Granted, this is sometimes easier said than done (that and, we can't all be great world leaders, alas). Some gifts we innately recognize, and some are discovered along the way -- sometimes with the help and gentle prodding of others who care enough to take the time to pull them out of us. It can also be an incredibly exciting time -- shifting your self-perception as you find out who you're meant to become (maybe this is a patently mid-20s experience, hopefully I'm wrong).
This was inspired by "The Incredibles," and who would have guessed such a relevant lesson would come out of a family-friendly Disney movie?
In the film (which, from an animation standpoint, is sublime), the protagonist Bill, aka Mr. Incredible, must keep his super-human strength a secret. Because of this, he's miserable, he's not firing on all cylinders.
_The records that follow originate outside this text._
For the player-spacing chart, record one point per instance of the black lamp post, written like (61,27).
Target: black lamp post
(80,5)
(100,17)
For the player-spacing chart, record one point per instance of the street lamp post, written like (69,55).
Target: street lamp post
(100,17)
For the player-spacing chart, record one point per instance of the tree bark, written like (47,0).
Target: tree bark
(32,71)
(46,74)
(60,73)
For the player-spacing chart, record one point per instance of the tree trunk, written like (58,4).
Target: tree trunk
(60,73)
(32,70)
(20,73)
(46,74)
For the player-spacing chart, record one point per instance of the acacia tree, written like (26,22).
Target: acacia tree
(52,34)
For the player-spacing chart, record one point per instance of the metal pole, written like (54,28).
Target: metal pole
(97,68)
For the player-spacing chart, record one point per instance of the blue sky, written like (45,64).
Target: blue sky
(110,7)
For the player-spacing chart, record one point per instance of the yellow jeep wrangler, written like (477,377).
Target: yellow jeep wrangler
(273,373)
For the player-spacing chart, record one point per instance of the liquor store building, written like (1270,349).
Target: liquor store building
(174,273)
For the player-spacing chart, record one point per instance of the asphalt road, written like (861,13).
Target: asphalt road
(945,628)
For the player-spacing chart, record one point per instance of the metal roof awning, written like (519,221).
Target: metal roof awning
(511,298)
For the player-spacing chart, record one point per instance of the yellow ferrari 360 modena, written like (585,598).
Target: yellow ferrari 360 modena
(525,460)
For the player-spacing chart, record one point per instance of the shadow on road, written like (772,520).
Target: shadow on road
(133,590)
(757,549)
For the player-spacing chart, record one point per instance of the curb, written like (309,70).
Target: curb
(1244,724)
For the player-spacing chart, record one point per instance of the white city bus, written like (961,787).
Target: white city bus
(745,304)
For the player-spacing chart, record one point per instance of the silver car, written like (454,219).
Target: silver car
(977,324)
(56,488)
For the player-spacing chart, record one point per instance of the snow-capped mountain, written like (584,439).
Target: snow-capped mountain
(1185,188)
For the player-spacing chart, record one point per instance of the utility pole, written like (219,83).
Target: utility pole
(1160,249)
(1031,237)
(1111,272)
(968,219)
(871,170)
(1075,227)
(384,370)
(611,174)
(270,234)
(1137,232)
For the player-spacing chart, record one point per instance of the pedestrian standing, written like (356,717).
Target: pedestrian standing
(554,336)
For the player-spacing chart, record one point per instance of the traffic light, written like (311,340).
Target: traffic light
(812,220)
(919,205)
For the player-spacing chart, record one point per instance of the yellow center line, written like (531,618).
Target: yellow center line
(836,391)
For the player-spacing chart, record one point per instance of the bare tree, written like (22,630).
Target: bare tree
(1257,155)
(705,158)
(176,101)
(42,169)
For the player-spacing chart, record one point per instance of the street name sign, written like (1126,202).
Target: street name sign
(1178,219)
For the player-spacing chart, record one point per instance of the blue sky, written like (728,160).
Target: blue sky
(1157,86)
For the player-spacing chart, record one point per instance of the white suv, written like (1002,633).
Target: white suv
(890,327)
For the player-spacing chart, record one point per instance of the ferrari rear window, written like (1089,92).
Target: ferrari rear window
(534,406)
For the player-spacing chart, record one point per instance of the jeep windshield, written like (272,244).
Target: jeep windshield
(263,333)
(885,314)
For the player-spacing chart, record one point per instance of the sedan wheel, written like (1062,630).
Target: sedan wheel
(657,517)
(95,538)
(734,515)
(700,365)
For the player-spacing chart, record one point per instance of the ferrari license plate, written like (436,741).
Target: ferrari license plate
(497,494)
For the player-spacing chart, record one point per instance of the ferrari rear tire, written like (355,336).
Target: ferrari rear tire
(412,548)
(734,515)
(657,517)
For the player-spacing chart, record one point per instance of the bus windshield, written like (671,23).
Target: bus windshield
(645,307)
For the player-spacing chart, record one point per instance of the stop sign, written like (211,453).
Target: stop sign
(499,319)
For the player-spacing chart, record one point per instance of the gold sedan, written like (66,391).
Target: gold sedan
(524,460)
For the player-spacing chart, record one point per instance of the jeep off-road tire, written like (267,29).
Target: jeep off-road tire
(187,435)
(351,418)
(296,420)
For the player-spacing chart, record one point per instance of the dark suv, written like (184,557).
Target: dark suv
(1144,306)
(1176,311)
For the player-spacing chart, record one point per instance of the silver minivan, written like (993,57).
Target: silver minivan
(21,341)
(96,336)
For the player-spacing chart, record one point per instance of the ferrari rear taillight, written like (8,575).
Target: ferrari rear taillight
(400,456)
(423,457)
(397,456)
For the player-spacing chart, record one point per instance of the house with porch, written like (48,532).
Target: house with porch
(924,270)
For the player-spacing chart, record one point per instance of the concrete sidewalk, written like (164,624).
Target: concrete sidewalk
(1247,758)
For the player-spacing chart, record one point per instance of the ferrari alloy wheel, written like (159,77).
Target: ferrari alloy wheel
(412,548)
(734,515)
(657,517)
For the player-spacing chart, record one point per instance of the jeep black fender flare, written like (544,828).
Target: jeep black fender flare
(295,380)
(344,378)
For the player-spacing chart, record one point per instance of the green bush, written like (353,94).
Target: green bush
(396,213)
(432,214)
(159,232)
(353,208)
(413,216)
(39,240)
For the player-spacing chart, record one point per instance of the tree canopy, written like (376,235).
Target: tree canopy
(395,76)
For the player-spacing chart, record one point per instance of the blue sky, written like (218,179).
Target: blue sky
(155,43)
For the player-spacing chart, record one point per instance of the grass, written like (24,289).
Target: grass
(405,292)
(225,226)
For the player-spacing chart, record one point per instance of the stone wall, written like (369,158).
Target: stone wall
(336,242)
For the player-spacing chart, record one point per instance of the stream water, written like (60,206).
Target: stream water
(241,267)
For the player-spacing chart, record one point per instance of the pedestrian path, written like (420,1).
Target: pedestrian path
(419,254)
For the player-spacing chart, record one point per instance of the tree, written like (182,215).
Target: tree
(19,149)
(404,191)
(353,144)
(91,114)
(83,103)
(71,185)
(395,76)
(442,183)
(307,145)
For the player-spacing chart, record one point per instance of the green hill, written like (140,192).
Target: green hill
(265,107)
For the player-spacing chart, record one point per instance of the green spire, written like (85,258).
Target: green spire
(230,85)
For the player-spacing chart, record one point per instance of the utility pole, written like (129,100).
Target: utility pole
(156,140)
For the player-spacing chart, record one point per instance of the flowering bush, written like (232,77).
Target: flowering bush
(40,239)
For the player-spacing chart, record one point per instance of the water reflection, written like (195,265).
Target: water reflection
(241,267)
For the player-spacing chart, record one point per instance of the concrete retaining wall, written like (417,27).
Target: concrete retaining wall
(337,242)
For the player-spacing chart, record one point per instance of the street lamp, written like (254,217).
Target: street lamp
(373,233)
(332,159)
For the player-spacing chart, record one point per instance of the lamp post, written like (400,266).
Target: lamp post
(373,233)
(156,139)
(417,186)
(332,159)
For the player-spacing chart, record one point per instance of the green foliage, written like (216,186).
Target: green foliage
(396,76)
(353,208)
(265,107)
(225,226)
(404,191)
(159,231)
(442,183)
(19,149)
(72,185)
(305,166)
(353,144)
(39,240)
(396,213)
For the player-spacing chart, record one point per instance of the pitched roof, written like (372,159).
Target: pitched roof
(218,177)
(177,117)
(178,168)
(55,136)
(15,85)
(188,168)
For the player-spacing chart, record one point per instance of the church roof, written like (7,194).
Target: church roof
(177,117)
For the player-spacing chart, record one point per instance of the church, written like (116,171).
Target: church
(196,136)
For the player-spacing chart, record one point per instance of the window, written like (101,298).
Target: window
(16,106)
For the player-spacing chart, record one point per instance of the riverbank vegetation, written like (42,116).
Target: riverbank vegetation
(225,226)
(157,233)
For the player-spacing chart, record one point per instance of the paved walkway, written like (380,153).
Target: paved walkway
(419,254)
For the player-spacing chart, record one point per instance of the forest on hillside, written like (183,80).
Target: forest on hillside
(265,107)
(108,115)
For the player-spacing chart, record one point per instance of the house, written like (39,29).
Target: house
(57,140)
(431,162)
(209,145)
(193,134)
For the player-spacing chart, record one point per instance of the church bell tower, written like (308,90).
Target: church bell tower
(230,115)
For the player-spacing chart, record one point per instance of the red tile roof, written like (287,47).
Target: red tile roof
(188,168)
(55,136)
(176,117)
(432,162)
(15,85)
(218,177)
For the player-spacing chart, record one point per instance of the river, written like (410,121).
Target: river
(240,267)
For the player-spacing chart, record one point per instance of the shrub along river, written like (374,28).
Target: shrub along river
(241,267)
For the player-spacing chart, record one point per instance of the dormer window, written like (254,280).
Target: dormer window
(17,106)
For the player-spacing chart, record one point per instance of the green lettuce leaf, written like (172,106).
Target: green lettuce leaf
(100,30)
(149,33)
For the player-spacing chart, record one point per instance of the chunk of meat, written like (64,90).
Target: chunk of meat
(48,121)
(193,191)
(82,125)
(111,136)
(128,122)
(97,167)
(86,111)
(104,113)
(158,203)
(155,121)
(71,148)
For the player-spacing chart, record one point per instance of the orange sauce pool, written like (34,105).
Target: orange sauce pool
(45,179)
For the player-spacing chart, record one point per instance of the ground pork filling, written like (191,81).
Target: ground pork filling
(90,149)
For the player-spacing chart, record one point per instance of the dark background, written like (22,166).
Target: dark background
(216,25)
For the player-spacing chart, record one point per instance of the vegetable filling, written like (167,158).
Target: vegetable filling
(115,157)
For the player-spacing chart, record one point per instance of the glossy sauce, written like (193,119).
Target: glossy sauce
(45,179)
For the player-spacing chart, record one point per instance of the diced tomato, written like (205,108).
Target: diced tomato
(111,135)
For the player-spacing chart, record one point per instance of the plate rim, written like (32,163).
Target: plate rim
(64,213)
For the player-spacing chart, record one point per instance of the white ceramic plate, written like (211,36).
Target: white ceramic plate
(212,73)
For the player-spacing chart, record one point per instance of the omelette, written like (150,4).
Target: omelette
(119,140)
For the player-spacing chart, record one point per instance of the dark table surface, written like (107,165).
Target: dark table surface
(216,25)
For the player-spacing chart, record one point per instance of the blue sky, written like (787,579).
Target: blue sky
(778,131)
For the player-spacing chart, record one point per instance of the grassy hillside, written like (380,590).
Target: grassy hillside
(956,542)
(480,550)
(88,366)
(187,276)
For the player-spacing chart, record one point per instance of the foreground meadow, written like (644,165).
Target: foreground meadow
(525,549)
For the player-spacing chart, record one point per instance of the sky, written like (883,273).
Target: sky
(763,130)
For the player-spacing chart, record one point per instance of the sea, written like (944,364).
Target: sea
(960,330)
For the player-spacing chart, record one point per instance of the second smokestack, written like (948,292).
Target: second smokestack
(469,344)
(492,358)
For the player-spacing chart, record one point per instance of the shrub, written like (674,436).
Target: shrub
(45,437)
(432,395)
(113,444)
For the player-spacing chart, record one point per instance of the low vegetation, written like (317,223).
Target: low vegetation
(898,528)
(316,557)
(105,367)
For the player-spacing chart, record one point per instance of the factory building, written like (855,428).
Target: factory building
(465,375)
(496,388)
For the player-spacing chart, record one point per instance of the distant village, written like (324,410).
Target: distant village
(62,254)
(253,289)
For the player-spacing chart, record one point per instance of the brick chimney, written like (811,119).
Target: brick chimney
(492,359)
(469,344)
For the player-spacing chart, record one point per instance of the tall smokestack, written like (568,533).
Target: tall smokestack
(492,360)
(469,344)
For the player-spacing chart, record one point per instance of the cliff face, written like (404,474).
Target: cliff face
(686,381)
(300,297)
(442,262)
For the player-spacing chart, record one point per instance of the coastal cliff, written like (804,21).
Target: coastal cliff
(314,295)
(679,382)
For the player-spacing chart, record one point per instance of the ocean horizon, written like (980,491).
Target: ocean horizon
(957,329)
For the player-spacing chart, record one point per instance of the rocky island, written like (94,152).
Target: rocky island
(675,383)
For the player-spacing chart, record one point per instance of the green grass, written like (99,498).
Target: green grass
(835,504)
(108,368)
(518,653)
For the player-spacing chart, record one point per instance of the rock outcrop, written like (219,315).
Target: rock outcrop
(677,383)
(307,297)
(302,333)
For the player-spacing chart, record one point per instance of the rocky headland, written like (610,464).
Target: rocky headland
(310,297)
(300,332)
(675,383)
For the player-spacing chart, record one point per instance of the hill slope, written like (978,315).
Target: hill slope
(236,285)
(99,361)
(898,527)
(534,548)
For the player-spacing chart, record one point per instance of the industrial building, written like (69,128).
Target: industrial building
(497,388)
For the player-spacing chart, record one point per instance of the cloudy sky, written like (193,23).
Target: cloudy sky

He's bored at work, distracted at home -- there's something missing in his life and he knows what it is. When he gets a chance to exercise his might (literally), he comes alive. He's a brand new man, a loving husband and doting father. He knows he's doing what he ought to be -- fighting crime and saving lives.
It is clear to see, in the case of one fictional, animated life, that putting one's talents to use makes life that much more worth living. Seems to me like it probably works that way in reality, too.